From The LA Times
R-rated comedies, often box-office busts, are making a comeback, thanks to big DVD sales. When New Line had its first research screening of Wedding Crashers in Pasadena
last fall, the studio knew it had a potential hit on its hands. The madcap romantic comedy, which stars Owen Wilson and Vince Vaughn as a pair of lovable rogues who get their kicks from partying at stranger's weddings, got a resoundingly enthusiastic
reception from a theater full of young moviegoers.
One of the studio's only concerns about the film, which arrives July 15, was its rating. The film's director, David Dobkin, was contractually obligated to deliver a PG-13 movie, largely because
R-rated comedies today rarely perform as well as PG-13 films. But when the audience filled out a research survey after the screening, most of the scenes they checked off as their favorites including one featuring a furtive sexual act performed under the
table at a formal family dinner put the movie into R-rated territory.
New Line's decision to release a potential summer comedy blockbuster with an R rating has raised eyebrows at rival studios. In recent years, thanks to political and demographic
pressures, the R rating has been in a precipitous decline. Since 1999, when R-rated movies made up 41% of all box office, the R-rated business has dropped 30%, while PG and PG-13 films have risen considerably. The drop in R-rated movies has been
especially dramatic since Hollywood chieftains were hauled before Congress in September 2000 following the release of a scathing Federal Trade Commission report accusing entertainment companies of cynically marketing R-rated movies to children.
The numbers speak for themselves. According to data compiled by Exhibitor Relations Co., since the 2000 congressional hearings, 15 comedies have made more than $115 million at the box office. Only one,
American Pie 2 , had an R rating. 2004 was an especially miserable year for R-rated comedies. Eurotrip, The Girl Next Door, Harold & Kumar Go to White Castle and Team America: World Police were all box-office disappointments,
with only Team America making more than $20 million in its theatrical release.
Studio marketers say the R rating puts them at a clear disadvantage.
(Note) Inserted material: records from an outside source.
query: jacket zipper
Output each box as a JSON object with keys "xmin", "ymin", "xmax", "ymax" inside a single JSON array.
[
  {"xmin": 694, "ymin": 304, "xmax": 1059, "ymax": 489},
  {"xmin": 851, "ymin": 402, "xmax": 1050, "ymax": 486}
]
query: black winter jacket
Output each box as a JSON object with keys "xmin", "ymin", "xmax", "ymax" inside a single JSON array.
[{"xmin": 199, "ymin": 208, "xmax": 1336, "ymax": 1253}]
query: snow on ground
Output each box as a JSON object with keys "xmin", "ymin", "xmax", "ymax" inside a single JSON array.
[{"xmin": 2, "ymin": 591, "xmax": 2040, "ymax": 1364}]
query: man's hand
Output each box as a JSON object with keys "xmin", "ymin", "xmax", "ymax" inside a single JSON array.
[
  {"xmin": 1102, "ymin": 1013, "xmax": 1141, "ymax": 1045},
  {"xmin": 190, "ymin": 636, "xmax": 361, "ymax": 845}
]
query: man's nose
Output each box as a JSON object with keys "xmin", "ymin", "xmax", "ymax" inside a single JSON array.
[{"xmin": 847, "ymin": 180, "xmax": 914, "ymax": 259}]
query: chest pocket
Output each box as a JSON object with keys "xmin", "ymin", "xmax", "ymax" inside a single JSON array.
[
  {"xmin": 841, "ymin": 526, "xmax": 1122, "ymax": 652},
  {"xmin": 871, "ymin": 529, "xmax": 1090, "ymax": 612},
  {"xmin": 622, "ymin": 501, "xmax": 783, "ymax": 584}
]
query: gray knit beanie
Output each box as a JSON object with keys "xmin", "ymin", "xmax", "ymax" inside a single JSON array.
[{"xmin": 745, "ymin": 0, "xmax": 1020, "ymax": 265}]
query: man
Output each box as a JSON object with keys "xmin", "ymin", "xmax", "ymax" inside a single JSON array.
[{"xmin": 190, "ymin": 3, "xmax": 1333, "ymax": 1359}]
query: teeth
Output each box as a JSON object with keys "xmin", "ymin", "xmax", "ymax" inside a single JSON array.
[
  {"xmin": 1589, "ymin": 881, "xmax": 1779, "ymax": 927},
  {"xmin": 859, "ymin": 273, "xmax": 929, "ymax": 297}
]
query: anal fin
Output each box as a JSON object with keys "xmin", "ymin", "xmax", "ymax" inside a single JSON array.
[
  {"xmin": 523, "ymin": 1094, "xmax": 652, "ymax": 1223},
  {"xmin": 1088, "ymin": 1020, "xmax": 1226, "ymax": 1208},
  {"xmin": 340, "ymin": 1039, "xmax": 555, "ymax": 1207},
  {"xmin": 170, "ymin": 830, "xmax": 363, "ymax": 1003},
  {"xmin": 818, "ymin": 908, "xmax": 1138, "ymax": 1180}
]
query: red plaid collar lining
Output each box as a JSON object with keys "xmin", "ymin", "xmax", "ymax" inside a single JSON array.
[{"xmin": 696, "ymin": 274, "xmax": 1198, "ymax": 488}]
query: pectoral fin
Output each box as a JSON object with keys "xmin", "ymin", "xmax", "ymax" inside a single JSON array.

Many exhibitors are reluctant to play trailers for an R-rated movie in front of a PG-13
film. Even worse, R-rated humor is verboten in TV commercials, so it's impossible to show a film's raunchiest scenes on TV.
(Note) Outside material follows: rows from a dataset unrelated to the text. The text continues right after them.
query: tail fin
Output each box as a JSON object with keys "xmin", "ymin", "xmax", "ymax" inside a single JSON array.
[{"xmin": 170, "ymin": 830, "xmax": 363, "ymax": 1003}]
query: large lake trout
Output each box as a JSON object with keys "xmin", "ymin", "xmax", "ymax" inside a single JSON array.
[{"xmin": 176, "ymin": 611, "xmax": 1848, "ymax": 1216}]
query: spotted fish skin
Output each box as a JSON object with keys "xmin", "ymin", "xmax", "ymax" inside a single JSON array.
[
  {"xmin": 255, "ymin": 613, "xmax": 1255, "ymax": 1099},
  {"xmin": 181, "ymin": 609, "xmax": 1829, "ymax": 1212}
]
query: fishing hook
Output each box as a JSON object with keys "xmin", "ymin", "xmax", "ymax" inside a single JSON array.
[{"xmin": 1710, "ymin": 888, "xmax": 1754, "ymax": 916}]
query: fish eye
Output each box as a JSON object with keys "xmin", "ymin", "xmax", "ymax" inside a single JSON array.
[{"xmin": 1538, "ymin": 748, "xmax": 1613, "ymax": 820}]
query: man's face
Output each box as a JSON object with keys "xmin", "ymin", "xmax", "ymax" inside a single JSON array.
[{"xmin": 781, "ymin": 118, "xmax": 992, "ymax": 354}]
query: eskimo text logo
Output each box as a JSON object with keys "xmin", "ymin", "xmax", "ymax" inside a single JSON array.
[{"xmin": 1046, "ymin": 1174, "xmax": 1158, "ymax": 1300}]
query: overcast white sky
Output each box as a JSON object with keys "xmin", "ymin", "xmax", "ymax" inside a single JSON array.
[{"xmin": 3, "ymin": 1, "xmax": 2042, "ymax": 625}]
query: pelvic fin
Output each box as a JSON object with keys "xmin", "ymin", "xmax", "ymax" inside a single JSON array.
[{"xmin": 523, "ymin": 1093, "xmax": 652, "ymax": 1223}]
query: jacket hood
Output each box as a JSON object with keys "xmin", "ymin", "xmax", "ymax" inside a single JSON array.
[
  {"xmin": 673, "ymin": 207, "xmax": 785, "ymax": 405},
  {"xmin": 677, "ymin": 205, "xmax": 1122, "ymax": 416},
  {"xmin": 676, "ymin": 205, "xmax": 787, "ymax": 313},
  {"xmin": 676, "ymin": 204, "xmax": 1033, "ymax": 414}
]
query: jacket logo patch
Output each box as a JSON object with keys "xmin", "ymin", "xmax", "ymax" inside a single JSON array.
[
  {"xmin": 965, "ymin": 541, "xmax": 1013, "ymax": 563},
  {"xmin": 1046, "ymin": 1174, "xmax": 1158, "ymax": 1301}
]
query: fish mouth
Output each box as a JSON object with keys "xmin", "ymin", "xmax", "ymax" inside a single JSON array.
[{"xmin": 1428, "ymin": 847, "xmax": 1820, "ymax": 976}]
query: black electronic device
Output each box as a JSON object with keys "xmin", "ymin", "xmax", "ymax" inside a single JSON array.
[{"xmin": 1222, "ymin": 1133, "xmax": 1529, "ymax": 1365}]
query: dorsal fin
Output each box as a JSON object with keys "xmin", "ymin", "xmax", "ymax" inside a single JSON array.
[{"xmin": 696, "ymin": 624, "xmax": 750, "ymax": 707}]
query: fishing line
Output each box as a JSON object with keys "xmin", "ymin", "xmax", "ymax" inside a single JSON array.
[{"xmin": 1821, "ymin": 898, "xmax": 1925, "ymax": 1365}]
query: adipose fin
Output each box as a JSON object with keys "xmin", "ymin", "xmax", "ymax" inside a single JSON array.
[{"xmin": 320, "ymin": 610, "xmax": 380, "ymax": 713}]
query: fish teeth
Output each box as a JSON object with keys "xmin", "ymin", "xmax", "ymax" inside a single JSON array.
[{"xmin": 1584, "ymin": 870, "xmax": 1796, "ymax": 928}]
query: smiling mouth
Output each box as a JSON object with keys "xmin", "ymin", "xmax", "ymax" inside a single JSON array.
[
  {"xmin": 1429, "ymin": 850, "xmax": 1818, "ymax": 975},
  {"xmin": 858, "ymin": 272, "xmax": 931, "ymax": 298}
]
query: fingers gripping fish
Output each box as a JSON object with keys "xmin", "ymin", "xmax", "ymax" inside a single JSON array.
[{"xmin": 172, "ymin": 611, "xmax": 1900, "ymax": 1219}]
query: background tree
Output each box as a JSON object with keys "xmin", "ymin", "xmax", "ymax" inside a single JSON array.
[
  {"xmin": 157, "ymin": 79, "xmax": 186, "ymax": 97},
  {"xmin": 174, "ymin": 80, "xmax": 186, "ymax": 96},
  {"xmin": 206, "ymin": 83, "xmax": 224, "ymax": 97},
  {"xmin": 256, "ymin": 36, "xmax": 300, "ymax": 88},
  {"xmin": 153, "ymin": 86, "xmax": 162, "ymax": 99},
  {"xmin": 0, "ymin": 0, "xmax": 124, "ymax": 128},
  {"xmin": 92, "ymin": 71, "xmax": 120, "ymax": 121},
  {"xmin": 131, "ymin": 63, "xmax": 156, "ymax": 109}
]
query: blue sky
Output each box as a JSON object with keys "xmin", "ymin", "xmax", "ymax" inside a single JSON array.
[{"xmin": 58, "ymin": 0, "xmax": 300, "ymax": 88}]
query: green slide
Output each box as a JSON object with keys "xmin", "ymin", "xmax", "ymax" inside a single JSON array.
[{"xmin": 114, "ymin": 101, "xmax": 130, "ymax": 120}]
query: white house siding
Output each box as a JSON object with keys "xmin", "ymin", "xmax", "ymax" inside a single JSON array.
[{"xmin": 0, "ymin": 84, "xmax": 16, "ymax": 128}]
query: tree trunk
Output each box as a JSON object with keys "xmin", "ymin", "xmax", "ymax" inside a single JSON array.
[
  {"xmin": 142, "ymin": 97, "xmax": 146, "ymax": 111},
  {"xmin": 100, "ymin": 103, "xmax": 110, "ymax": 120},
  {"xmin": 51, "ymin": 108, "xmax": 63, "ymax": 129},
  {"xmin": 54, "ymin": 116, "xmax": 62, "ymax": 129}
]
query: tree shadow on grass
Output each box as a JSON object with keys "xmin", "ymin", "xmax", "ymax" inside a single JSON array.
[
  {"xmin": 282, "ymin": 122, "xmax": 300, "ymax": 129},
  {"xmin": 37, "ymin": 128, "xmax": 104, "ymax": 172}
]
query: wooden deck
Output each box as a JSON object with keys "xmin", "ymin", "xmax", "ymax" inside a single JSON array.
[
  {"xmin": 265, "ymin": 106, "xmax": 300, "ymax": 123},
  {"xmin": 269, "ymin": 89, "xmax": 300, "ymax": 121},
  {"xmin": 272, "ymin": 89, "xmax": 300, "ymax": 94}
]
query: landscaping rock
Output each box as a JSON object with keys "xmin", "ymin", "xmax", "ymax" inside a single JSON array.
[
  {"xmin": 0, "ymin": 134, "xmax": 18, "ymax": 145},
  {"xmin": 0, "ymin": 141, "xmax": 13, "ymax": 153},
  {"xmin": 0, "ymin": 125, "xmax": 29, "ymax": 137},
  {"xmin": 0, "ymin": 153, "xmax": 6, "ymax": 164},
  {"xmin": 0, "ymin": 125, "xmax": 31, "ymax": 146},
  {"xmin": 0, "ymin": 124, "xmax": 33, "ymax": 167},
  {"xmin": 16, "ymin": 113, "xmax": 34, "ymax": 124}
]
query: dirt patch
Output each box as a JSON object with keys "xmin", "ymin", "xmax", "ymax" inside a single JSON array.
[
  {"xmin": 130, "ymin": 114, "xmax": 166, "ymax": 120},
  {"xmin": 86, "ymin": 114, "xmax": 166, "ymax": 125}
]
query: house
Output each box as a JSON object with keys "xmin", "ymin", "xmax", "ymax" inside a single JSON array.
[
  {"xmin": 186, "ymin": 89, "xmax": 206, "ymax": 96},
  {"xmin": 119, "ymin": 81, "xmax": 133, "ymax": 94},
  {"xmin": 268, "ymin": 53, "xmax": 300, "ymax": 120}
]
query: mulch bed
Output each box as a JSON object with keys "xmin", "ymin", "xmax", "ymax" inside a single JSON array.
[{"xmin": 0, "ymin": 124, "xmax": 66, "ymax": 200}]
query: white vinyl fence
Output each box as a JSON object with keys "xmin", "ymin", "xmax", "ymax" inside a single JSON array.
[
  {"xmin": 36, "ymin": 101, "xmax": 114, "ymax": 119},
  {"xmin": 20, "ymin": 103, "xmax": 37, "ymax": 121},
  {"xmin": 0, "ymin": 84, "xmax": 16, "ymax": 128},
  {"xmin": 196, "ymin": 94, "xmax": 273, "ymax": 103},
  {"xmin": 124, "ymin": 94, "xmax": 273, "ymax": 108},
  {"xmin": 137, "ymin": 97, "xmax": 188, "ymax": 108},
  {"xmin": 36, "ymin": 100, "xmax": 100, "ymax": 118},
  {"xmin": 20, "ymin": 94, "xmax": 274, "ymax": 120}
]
Despite these restrictions, the R-rated comedy is beginning to make a comeback. Wedding Crashers will be followed in August by
Deuce Bigalow: European Gigolo , with Rob Schneider, and The 40-Year-Old Virgin , starring Steve Carell. More R-rated comedies are due early next year.
The reasons for this mini-comeback are simple. In recent years, the real action
in the movie business has shifted from theatrical box-office to DVD sales, which now make up more than 60% of studio revenues. One of the hottest profit centers is a new genre devoted to raunchy "unrated" DVD versions of R-rated films. As The
Times' Elaine Dutka reported recently, the unrated versions of such R-rated comedies as Bad Santa, Harold & Kumar and the American Pie series accounted for nearly 90% of their video sales.
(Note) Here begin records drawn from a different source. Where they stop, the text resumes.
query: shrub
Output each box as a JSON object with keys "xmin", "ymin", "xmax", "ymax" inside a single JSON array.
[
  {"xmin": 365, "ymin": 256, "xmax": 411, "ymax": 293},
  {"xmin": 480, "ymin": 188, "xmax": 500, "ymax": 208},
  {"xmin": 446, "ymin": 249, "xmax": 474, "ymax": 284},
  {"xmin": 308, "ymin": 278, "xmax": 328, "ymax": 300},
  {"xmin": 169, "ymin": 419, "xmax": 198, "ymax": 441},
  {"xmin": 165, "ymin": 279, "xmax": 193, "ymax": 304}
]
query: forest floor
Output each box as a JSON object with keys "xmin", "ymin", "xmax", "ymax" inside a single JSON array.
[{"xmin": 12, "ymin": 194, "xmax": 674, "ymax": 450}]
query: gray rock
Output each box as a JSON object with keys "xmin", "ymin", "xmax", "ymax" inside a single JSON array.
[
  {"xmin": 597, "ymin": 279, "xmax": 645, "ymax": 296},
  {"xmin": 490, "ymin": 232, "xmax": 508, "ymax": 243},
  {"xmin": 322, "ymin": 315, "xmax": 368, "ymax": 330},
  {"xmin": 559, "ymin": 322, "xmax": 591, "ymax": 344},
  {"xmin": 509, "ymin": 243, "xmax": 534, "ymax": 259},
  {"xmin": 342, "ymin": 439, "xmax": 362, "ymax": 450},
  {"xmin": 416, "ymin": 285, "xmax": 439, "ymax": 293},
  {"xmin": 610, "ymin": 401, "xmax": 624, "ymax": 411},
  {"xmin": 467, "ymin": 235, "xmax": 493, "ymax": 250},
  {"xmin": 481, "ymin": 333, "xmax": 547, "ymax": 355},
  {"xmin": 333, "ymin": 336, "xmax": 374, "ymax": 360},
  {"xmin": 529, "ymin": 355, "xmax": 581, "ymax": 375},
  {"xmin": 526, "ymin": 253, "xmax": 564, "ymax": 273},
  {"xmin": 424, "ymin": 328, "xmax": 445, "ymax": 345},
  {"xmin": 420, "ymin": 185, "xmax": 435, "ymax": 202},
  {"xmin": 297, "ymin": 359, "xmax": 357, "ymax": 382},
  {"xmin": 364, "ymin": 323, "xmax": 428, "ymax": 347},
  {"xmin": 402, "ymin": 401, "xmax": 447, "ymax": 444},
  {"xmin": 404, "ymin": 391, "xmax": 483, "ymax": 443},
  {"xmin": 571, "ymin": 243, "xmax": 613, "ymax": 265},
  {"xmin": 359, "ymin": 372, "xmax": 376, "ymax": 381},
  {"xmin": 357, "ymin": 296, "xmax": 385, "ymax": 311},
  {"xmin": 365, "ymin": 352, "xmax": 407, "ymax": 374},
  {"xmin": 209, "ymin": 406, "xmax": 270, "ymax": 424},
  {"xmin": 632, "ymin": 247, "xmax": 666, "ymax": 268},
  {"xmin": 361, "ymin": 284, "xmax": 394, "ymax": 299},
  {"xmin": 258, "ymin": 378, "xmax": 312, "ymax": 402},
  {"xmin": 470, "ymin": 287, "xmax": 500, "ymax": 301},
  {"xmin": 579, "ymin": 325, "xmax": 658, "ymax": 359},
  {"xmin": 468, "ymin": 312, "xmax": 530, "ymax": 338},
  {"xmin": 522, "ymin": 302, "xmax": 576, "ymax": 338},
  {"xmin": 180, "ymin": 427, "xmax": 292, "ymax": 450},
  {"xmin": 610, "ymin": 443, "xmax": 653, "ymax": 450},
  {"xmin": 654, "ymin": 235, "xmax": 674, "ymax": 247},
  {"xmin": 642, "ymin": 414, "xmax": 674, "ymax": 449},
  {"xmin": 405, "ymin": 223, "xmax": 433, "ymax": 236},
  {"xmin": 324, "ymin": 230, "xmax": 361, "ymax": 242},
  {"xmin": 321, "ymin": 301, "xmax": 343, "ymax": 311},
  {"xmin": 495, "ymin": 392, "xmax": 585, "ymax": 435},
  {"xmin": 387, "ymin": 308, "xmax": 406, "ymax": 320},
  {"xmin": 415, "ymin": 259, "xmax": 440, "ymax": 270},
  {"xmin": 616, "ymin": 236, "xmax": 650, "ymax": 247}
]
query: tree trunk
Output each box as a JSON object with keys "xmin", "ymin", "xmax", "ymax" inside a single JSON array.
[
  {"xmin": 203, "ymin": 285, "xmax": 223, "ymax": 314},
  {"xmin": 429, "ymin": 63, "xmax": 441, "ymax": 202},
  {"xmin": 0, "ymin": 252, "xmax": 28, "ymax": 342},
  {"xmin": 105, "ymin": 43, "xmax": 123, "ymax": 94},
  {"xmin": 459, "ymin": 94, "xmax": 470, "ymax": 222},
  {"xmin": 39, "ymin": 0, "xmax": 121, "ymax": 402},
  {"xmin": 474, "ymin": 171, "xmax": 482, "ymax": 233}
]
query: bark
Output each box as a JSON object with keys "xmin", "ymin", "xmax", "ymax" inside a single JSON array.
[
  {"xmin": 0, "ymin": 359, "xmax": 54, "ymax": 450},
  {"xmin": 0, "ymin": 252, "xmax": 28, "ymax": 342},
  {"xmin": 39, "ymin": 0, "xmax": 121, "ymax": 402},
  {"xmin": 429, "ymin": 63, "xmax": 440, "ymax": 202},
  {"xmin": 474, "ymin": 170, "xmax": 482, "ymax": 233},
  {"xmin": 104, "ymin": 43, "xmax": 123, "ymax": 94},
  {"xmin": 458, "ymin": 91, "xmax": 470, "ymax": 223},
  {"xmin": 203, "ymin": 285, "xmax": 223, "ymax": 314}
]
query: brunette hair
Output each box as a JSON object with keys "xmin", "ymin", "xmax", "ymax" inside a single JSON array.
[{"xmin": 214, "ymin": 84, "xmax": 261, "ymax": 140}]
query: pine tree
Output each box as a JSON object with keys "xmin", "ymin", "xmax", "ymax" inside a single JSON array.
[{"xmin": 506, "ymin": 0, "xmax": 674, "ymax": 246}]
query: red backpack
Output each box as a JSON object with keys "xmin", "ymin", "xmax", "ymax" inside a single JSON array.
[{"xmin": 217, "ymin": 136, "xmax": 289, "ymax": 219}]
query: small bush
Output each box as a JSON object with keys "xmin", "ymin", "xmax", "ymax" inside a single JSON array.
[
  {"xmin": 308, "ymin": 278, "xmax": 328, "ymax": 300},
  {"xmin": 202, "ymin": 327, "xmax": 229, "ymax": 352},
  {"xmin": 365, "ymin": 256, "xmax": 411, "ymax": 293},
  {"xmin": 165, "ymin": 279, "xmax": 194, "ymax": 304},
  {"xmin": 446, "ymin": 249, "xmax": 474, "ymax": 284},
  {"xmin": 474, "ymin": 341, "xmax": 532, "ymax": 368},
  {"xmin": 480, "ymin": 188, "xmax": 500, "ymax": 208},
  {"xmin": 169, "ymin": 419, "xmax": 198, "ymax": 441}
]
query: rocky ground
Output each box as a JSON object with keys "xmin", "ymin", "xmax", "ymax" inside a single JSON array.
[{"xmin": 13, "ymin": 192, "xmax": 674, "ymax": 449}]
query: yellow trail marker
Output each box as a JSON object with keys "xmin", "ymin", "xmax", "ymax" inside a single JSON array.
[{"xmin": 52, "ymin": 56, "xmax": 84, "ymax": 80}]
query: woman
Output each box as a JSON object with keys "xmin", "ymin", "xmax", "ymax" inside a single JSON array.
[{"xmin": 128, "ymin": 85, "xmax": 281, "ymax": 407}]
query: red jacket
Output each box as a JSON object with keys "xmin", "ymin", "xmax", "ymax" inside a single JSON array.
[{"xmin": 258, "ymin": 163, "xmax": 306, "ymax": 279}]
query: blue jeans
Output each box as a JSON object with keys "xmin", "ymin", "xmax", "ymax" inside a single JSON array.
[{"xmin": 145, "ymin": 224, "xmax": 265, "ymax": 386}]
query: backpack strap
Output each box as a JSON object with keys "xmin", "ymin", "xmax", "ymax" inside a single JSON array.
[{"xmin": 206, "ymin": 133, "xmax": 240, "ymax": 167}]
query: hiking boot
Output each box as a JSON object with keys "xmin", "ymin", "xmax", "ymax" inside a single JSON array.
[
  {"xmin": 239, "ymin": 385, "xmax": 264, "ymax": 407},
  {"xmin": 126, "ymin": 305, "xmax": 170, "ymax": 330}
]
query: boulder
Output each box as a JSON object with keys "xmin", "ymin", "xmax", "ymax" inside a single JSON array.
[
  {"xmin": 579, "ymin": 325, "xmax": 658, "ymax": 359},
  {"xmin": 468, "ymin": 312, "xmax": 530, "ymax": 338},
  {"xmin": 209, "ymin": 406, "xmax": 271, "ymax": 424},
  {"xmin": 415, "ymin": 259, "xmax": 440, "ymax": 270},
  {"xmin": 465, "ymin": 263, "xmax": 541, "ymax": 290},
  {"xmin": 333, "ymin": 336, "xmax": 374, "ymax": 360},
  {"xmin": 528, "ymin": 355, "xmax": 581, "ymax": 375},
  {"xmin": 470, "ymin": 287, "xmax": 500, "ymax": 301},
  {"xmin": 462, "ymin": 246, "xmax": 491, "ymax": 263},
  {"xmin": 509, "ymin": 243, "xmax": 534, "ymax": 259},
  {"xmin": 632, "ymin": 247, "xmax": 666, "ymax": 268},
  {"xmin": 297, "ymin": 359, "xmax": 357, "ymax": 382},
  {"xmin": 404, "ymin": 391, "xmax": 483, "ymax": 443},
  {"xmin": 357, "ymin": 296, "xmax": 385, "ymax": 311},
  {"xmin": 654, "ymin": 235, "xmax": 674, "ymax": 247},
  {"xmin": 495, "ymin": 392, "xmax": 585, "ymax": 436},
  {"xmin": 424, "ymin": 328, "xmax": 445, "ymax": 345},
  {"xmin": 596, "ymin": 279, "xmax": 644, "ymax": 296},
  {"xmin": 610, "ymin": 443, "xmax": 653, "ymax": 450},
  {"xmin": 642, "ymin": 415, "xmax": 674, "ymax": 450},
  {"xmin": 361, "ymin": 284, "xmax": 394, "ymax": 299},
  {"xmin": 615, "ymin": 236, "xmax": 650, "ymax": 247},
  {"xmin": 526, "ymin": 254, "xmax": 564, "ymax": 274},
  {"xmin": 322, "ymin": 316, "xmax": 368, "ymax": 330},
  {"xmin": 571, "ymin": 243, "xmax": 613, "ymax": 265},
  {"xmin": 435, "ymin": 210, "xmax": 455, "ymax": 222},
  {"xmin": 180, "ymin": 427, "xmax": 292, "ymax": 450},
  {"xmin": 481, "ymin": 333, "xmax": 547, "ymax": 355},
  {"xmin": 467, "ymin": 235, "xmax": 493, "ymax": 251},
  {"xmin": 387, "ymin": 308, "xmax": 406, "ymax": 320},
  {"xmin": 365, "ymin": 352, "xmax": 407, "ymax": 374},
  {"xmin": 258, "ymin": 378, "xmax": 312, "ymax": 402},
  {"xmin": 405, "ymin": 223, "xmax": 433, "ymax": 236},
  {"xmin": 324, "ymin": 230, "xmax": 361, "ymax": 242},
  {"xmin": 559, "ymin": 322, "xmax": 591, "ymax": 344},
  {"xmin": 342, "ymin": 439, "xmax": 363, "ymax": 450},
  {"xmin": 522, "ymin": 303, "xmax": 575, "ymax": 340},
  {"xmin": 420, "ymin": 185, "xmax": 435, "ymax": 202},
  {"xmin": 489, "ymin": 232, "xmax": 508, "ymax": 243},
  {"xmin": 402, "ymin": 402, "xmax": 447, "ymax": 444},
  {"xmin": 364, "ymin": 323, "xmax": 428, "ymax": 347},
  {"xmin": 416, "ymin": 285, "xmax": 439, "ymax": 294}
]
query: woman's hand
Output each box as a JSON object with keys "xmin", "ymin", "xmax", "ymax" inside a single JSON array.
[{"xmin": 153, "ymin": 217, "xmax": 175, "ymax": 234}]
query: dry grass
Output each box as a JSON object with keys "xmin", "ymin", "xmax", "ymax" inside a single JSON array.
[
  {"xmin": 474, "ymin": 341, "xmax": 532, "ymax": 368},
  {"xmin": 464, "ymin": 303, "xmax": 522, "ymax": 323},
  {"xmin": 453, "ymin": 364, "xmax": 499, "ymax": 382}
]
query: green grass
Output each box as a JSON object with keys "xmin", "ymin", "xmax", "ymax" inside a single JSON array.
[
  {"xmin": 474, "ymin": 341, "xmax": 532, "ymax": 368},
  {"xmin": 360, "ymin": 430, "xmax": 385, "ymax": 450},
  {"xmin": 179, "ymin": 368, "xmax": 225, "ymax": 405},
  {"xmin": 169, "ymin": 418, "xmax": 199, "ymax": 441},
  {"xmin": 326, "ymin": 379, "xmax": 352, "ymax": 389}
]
This trend speaks volumes about the
tendency in America to say one thing but do another. People claim they want wholesome family entertainment, but the big money on the Internet and in pay TV comes from pornography. In the rare instances when a studio puts out a feel-good valentine, like
Because of Winn-Dixie or My Dog Skip , the movie dies on the vine. For all the talk of our country's obsession with moral values, nothing succeeds with the American people like the salacious promise of a little extra nudity or hanky-panky
in their DVD packages.
This unlikely boom in raunchy videos has been made possible by the fact that the Motion Picture Assn. of America, which rigorously regulates the ratings of theatrical films (and, just as important, their trailers and TV
spots), has taken a see-no-evil, hear-no-evil approach to the video marketplace. Former MPAA chief Jack Valenti, who still oversees the ratings board, told Dutka that as long as the packaging is honest, he has no problem with unrated movies. Apparently
the same goes with Wal-Mart, which has long refused to carry hip-hop CDs with parental advisory warnings but now happily stocks unrated DVDs, at least as long as they are assured by studios that the videos would be rated R if they had received a rating.
In fact, all of those R-rated comedies that underperformed at the box-office last year were big hits in their DVD release. Kornblau says the American Pie DVDs, largely on the strength of sales from unrated videos, are the biggest-selling
home-video franchise in the studio's history. American Wedding , the third installment in the series, had a 20-minute bachelor party sequence that was scripted specifically for the unrated DVD. It's a no-brainer to imagine that, as this becomes
standard practice at every studio, R-rated films will enjoy a renaissance.
In the long run, thanks to the arrival of an assortment of new technology, most of these ratings issues will probably lose most of their relevance. The studios have
already quietly found ways to disseminate R-rated marketing material across the Internet. Soon kids will be watching hi-def movie trailers on their 3G cellphones. It won't be long before they'll be seeing the movies themselves on some kind of hand-held
video device. Unless the studios feel heat from Washington, most of these areas will remain outside the enforcement capabilities of the MPAA's ratings board.
Despite New Line's jitters about marketing Wedding Crashers , you can bet the
studio will make its money back selling an unrated DVD of the movie. In America, if something is forbidden fruit, you'll always find plenty of people eager to take a bite out of the apple.